Cinéaste prolifique, personnalité complexe, Chang Cheh ne peut cependant se réduire à une figure d’ " artiste maudit ", imagerie d’Épinal (en partie vrai cependant : l’homme connut une terrible " traversée du désert " qui se solda par une tardive réhabilitation, peu avant sa mort) masquant le rôle capital joué par le cinéaste dans les évolutions des genres fondateurs du cinéma hong kongais, le Kung-fu et le Wu Xia Pian. Surtout connu du public au travers des déclarations d’un John Woo auto-proclamé son " héritier ", Chang Cheh, à la différence de cinéastes maverick (Peckinpah, Corbucci…) auxquels il est souvent comparé, ne travailla jamais contre le système, mais contribua au contraire à l’exacerbation de ses caractéristiques les plus fondamentales. Outre qu’il fut l’instigateur d’une starification " à l’hollywoodienne " des artistes martiaux, en tant que découvreur de talents le plus perspicace de la péninsule (de Ti Lung à Chan Kuan Tai, toutes les stars des 70s sont passées par lui), il est sans doute avec King Hu l’un des grands inventeurs de formes du cinéma HK. La renommée du cinéaste dans nos contrées remonte d’ailleurs aux origines de la distribution en France du cinéma HK, puisque La Rage du Tigre son film le plus célèbre, sorti en été 1973, fut parmi les premiers succès public et critique du " film de karaté ".  

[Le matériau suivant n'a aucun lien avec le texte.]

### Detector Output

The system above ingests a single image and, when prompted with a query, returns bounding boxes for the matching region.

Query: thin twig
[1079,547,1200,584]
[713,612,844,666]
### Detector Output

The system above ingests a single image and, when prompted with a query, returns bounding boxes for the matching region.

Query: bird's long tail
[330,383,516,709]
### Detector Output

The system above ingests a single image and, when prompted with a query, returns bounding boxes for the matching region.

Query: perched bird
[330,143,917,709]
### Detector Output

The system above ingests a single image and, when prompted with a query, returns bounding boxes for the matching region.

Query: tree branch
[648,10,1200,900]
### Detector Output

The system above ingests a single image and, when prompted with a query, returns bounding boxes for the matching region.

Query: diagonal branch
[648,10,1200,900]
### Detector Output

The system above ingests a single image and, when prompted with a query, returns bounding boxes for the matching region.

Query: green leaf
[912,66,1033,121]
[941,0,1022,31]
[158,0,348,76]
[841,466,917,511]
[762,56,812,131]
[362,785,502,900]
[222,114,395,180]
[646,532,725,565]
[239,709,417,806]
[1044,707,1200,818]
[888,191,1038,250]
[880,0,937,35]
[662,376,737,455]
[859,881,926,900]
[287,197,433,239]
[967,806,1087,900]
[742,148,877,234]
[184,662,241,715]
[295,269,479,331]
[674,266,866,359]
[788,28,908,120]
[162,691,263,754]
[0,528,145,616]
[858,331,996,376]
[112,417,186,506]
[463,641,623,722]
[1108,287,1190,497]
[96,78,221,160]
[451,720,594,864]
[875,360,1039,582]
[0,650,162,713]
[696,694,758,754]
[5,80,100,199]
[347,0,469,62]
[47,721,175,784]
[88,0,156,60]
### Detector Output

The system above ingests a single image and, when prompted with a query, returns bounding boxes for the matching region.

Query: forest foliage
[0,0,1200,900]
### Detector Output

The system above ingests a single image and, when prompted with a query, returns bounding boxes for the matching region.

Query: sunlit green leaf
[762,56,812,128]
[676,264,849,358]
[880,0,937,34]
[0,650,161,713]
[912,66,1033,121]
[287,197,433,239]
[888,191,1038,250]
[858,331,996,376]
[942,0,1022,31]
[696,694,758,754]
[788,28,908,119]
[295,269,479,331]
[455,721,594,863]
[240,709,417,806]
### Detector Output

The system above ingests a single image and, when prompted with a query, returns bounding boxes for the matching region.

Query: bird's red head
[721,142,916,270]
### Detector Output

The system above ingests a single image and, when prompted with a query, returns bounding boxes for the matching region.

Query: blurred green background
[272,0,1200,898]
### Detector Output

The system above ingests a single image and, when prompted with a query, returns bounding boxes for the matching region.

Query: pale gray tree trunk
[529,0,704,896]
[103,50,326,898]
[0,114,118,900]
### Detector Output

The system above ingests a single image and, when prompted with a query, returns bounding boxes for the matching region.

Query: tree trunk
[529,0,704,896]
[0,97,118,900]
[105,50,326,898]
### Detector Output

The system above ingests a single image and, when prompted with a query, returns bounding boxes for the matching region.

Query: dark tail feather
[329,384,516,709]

Ainsi, au moins deux des films présentés dans le cadre de la rétrospective furent à l’origine d’une rénovation complète des genres en vigueur. Il s’agit de The One Armed Swordman (1967) pour le Wu Xia Pian, qui introduisit dans le contexte traditionaliste du genre, des éléments inspirés du chambara japonais, et Blood Brothers (1973) pour le Kung-fu, premier d’une longue série de " Shaolin Movies " (en réponse au cataclysme Bruce Lee, rénovation de l’ancien contre le nouveau) dont Liu Chia Liang se fera par la suite le maître incontesté avec La 36e Chambre de Shaolin (1975).

(c) D.R.
Qualifié peut-être un peu vite de " romantiques ", les films de Chang Cheh dans leurs traits les plus évidents (la violence outrancière, une sur-virilité et un sens du tragique toujours à la limite de l’auto-parodie, la substitution de la vengeance à toute forme de posture morale) apparaissent plutôt comme des territoires profondément ludiques, où la permutation des valeurs et des codes se rejouera d’année en année avec une sécheresse de plus en plus hystérique. Animée par une sensibilité fondamentalement mélodramatique, son œuvre consistera à débusquer, derrière les rouages des codes d’honneur, les affects les plus inattendus. Finalement avare en chefs d’œuvres (pas plus d’une dizaine), la filmographie de Chang Cheh s’offre ainsi comme l’une des visions les plus lucides des mécanismes à l’œuvre dans le cinéma populaire, instrumentalisant des pulsions forcément régressives, toujours sexuelles (masochisme, asexuation, homophilie). De The Magnificent Trio (1966) à The Crippled Avengers (1978), c’est donc une petite dizaine de films de Chang Cheh, du chef d’œuvre à l’objet de curiosité, qui seront donnés à voir à la Cinémathèque. Tous sont représentatifs des évolutions d’une filmographie totalisant plus de 90 titres et se déployant de la fin des années 60 jusqu’au milieu des années 80, et en tant que tels, appellent à une attention particulière.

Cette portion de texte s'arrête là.